Consider the following algorithm:
1. input n
2. print n
3. if n = 1 then STOP
4. if n is odd then n <- 3n + 1
5. else n <- n / 2
6. GOTO 2
Given the input 22, the following sequence of numbers will be printed 22 11 34 17 52 26 13 40 20 10 5 16 8 4 2 1
It is conjectured that the algorithm above will terminate (when a 1 is printed) for any integral input value. Despite the simplicity of the algorithm, it is unknown whether this conjecture is true. It has been verified, however, for all integers n such that 0 < n < 1,000,000 (and, in fact, for many more numbers than this.)

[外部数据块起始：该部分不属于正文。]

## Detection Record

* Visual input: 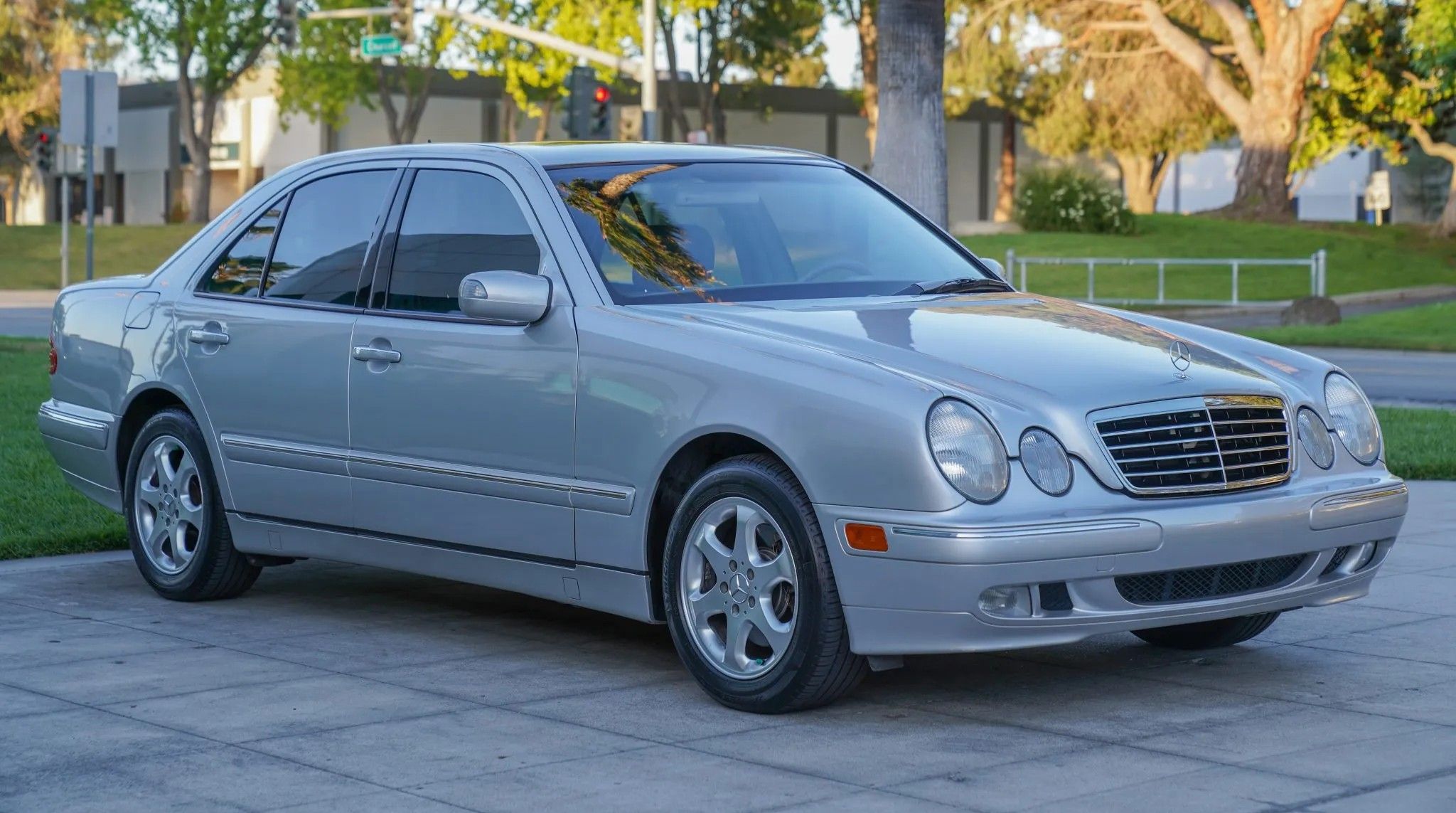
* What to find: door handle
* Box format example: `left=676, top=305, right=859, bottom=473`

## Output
left=354, top=345, right=403, bottom=364
left=186, top=328, right=232, bottom=344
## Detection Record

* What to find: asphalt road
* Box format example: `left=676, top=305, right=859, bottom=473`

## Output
left=0, top=482, right=1456, bottom=813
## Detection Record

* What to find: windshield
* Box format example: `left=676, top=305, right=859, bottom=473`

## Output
left=550, top=163, right=992, bottom=304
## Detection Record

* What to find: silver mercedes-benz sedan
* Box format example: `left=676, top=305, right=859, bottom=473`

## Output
left=39, top=144, right=1406, bottom=713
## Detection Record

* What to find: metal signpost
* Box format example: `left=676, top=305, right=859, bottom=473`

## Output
left=61, top=70, right=118, bottom=280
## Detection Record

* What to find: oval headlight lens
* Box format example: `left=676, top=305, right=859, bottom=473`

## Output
left=1021, top=428, right=1071, bottom=497
left=1325, top=373, right=1381, bottom=466
left=924, top=398, right=1010, bottom=503
left=1299, top=407, right=1335, bottom=469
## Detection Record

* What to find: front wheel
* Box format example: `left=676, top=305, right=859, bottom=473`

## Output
left=1133, top=612, right=1278, bottom=650
left=125, top=410, right=259, bottom=602
left=663, top=455, right=867, bottom=714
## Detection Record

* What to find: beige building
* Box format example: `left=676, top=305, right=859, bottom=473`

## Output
left=16, top=71, right=1025, bottom=232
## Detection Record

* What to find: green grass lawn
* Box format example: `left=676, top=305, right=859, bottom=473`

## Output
left=963, top=214, right=1456, bottom=300
left=0, top=338, right=127, bottom=560
left=1376, top=407, right=1456, bottom=479
left=0, top=223, right=198, bottom=290
left=1243, top=302, right=1456, bottom=353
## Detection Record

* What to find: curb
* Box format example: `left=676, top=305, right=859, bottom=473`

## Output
left=0, top=549, right=132, bottom=575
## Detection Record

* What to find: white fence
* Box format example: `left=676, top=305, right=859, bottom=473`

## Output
left=1006, top=249, right=1325, bottom=306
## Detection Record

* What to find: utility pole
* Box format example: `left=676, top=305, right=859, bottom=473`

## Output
left=641, top=0, right=660, bottom=142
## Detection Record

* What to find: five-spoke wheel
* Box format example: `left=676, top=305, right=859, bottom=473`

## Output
left=663, top=455, right=867, bottom=713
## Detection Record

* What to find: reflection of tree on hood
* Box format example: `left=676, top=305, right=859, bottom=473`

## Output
left=557, top=163, right=718, bottom=289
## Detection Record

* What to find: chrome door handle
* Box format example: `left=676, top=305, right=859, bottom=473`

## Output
left=354, top=345, right=403, bottom=364
left=186, top=328, right=232, bottom=344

Given an input n, it is possible to determine the number of numbers printed (including the 1). For a given n this is called the cycle-length of n. In the example above, the cycle length of 22 is 16.
For any two numbers i and j you are to determine the maximum cycle length over all numbers between i and j.
Input
The input will consist of a series of pairs of integers i and j, one pair of integers per line. All integers will be less than 1,000,000 and greater than 0.
You should process all pairs of integers and for each pair determine the maximum cycle length over all integers between and including i and j.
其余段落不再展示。